In the latest episode of Cryptopedia, Cointelegraph’s director of video production, Jackson DuMont, delved into the world of stablecoins. DuMont explored the concept of algorithmic stablecoins and also examined the recent incident involving TerraUSD (UST) and why it struggled to maintain its dollar peg.
According to DuMont, stablecoins are cryptocurrencies that are tied to an external asset, such as the United States Dollar (USD). He emphasized the importance of stablecoins in the crypto industry as they provide users with a means to store their assets without worrying about their value depreciating. This feature is especially valuable in bear markets where uncertainty is rampant.

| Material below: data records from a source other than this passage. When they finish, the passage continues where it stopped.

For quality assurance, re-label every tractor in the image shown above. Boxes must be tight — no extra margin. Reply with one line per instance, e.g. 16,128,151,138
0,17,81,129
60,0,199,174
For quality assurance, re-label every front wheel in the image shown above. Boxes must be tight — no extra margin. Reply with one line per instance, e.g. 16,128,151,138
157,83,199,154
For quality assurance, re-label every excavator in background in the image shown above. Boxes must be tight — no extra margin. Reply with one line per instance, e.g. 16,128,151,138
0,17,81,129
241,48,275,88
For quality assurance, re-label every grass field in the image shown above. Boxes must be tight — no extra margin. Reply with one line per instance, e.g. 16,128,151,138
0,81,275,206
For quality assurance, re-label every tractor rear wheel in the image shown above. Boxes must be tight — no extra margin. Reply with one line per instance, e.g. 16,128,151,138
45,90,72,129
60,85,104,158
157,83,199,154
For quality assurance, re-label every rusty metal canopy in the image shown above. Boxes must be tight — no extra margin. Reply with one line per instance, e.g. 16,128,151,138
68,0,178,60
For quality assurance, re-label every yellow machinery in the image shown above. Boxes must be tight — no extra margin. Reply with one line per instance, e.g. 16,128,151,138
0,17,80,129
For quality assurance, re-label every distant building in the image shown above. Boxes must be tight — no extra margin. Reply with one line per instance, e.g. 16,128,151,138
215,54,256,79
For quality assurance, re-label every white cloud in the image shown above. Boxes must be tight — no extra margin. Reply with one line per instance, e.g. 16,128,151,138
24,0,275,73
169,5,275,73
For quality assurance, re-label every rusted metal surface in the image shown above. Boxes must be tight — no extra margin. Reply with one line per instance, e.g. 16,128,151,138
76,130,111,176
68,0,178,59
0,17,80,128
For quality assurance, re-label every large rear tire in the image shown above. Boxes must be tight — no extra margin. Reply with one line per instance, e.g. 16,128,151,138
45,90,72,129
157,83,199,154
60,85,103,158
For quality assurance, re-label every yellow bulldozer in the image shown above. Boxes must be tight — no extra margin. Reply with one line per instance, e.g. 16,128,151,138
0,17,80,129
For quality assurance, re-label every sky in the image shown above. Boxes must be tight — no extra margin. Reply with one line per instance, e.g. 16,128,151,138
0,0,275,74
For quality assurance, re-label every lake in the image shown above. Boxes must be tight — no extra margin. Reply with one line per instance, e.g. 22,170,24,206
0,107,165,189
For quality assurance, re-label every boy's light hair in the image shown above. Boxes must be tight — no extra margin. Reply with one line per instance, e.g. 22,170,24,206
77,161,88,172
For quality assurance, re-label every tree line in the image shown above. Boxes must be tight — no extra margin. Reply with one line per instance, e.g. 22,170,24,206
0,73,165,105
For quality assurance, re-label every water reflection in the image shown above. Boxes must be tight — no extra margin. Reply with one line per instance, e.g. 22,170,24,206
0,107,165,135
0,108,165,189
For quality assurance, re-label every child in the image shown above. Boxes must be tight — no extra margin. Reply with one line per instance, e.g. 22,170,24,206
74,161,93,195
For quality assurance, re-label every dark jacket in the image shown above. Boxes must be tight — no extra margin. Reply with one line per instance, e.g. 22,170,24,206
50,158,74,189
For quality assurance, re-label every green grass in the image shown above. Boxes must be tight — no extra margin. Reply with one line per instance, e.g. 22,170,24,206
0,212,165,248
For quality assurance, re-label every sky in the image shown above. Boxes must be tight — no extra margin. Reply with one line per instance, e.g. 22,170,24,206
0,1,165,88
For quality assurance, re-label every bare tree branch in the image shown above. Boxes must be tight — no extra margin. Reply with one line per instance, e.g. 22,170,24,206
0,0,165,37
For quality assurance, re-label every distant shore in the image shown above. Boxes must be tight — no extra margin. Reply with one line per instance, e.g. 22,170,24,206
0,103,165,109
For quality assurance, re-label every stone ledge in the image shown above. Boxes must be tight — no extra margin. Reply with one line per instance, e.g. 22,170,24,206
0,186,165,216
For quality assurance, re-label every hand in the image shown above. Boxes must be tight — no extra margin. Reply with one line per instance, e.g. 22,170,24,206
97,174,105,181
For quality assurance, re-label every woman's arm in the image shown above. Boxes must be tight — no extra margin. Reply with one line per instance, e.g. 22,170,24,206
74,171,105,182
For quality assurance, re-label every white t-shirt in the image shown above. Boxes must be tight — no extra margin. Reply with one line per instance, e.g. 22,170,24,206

DuMont used Tether (USDT) as an example to illustrate how stablecoins maintain their dollar pegs. He explained that for Tether to create or mint USDT, the company must hold an equal amount of USD in its reserves. This collateralization ensures that USDT users can exchange their stablecoins for USD whenever they desire. While stablecoins may be considered as “copies” of the original currency, DuMont highlighted one key difference – stablecoins exist on the blockchain.
In addition to discussing traditional stablecoins, DuMont also explored the realm of algorithmic stablecoins. These types of stablecoins do not rely on crypto or fiat money as collateral. Instead, they utilize smart contracts and intricate algorithms to manage the circulating supply and control the price. DuMont explained that in the case of Terra, the system failed and caused a significant market crash. Factors such as Terra (LUNA) minting contributed to UST falling below its peg, leading to a sharp decline in its price.
Overall, DuMont’s analysis provides valuable insights into stablecoins, shedding light on their significance in the crypto industry and the potential risks associated with algorithmic stablecoins.